Grass shader

I want to optimize rendering of the grass field. Currently i am using instanced rendering to draw it, vbo of transform matrices and not duplicating by geometry shader. The idea is to cull grass by radius from the camera(can be optimized with bvh tree) and do frustum culling on the cpu and send an array of ints if its visible or not as another vbo. Can i access each instance of mesh in geometry shader and simply not emit it? Is this a good idea?

If you pass your instance list down to the geometry shader, you can cull your instances and assign them to LOD bins in a pre-pass prior to your instanced geometry renders.
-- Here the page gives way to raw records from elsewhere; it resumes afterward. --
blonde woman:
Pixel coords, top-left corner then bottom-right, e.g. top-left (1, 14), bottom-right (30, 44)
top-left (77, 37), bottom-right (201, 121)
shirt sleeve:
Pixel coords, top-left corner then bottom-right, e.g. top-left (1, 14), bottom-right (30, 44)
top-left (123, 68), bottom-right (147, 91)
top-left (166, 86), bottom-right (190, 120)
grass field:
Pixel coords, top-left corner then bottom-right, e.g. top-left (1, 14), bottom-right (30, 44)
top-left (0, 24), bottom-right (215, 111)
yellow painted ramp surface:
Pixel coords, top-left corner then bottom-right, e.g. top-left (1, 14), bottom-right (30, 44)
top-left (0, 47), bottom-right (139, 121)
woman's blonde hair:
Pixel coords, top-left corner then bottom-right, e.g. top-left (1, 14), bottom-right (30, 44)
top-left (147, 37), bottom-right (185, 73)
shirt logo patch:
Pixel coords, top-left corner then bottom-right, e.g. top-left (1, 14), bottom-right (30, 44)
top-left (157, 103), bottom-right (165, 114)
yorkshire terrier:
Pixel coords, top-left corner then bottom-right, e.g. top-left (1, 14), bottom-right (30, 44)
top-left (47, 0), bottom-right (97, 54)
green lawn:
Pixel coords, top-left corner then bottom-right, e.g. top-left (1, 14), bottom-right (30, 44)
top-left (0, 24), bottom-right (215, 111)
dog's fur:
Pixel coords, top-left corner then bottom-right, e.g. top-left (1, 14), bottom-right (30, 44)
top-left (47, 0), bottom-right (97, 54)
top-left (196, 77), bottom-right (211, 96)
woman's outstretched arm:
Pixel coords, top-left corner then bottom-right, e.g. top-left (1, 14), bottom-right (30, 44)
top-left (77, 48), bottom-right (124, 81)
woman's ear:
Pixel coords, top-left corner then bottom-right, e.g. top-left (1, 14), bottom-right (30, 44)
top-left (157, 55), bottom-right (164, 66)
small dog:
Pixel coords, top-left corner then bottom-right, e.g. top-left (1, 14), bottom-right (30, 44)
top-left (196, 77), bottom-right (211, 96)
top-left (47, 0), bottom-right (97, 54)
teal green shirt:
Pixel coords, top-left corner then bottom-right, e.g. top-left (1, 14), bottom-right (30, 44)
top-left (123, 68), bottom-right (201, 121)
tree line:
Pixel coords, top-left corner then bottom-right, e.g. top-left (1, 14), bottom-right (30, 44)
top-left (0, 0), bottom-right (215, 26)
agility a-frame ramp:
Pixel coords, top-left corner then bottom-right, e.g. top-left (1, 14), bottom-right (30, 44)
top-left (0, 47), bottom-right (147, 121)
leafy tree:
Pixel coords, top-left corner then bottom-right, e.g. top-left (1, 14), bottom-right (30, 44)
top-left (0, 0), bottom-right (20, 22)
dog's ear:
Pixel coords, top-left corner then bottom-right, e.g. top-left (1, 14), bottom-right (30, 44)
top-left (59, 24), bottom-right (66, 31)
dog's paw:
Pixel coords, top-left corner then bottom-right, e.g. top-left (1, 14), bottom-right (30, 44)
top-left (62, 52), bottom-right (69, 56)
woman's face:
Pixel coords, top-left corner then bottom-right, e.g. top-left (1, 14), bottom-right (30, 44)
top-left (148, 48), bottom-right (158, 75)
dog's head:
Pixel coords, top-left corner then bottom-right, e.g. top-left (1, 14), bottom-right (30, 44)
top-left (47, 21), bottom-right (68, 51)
This can be useful when you have a few things (100s-1000s) that are each expensive to render (especially at higher LODs) and you don’t want to cull and LOD them on the CPU.

However, generally speaking the geometry shader is slow. If you only have 1 LOD and the cost of transforming a single instance is small (vertex shader work), it makes little sense to try and protect against that work using a per-instance geometry shader.

Have you tried culling batches of grass on the CPU and just faded out the clumps before they cull out?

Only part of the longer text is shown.